Não sei se já falei disso no blog. Tem tanto post, tanta coisa escrito e minhas memória é tão ruim que não faço ideia do que foi abordado por aqui. Talvez não. E pode ser. Afinal, durante o dia fico pensando em muita coisa, muita mesmo. No que posso escrever por aqui. Penso e penso. De tanto pensar, às vezes acho que escrevi a respeito ou falei com alguém. No final de tudo, não sei e não tenho certeza.
O que me resta? Falar, escrever, digitar, tudo isso. Sobre a chuva, que cai sem parar, embora não seja forte, aqui por perto, desde às 18 horas. São dois dias seguidos assim. Pela manhã, sol e calor desgraçadamente intensos. Fica assim até à tarde. Lá pelas 16 horas o tempo começa a mudar. Chega 18 horas e as nuvens escuras, que tomaram conta do céu, se livram da água nela acumuladas. E a chuva começa.
Isso é ruim? Por que seria? Não é bom chover e refrescar um pouco esse tempo incrivelmente quente? Por esse lado, tenho que reconhecer, é bom. Por outro lado, o lado que me encontro, a chuva cai e me impede de treinar, correr. A chuva é a única coisa que me faz ficar em casa. Nem o vento mais consegue me deter. A chuva sim. Infelizmente, na chuva não corro. Não quando estou treinando.

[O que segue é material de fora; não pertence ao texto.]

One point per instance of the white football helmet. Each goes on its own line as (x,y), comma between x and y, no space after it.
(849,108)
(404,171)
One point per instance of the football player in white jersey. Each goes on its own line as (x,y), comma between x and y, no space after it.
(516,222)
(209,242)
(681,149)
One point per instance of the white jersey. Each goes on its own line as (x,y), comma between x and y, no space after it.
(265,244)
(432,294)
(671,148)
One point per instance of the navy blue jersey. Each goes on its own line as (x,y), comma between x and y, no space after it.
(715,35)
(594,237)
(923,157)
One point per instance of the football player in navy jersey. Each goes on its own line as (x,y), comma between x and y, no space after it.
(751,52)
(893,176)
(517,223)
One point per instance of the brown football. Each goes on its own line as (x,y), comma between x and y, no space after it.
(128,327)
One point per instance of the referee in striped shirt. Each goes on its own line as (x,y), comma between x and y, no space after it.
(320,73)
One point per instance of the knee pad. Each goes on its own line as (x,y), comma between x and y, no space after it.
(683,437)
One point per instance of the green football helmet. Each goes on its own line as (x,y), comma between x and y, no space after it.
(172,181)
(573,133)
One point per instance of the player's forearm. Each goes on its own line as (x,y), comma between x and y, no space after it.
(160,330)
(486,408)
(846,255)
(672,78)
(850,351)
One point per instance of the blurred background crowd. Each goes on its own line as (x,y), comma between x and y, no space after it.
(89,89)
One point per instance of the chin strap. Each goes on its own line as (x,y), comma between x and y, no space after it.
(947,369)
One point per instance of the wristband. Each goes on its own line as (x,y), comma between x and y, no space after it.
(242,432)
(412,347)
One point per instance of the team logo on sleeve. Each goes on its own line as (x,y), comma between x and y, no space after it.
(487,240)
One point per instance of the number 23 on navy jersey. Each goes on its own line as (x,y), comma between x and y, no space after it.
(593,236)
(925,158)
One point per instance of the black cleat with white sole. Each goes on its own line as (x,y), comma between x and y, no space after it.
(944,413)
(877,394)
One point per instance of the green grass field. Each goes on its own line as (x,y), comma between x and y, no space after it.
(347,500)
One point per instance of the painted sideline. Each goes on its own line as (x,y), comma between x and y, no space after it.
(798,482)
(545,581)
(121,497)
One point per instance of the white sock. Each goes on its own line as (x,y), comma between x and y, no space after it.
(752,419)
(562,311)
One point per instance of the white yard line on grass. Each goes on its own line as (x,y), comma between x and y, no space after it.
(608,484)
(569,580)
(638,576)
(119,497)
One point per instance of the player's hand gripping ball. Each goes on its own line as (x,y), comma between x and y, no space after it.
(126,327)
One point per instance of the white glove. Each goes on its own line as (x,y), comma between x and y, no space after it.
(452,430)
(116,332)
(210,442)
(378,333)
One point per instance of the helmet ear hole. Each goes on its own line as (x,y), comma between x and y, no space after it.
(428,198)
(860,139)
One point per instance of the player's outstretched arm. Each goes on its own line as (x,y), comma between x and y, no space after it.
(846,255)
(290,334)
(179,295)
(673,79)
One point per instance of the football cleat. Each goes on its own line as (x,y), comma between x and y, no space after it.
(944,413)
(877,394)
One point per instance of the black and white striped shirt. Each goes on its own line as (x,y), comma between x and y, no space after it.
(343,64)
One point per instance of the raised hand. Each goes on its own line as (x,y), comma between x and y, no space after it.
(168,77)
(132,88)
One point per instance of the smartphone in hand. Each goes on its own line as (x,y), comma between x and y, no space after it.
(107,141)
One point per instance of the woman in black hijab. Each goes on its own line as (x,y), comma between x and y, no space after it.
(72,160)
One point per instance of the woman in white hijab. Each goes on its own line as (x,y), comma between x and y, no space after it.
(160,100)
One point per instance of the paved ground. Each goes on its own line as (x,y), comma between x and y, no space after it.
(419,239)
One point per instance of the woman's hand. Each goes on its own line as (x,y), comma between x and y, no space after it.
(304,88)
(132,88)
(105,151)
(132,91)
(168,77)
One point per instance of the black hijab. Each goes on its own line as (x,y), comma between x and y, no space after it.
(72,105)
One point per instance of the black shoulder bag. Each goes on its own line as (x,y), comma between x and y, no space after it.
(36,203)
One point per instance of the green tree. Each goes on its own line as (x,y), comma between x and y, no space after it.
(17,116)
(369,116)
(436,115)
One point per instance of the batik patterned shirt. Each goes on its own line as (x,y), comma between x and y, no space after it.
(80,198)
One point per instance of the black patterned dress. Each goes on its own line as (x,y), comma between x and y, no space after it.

Alguma coisa tem que acontecer. Ou para de chover no final das tardes ou começo a correr pela manhã. Me conhecendo, vou ficar na torcida para que o tempo não seja tão constante e previsível, esperando que amanhã não chova. O tempo não pode ser tão certinho. Ele gosta mesmo é de enganar os meteorologistas. Que volte a ser o que era. Não quero chuva amanhã. Querer não é poder, mas eu posso esperar pra ver o que acontece. Farei isso.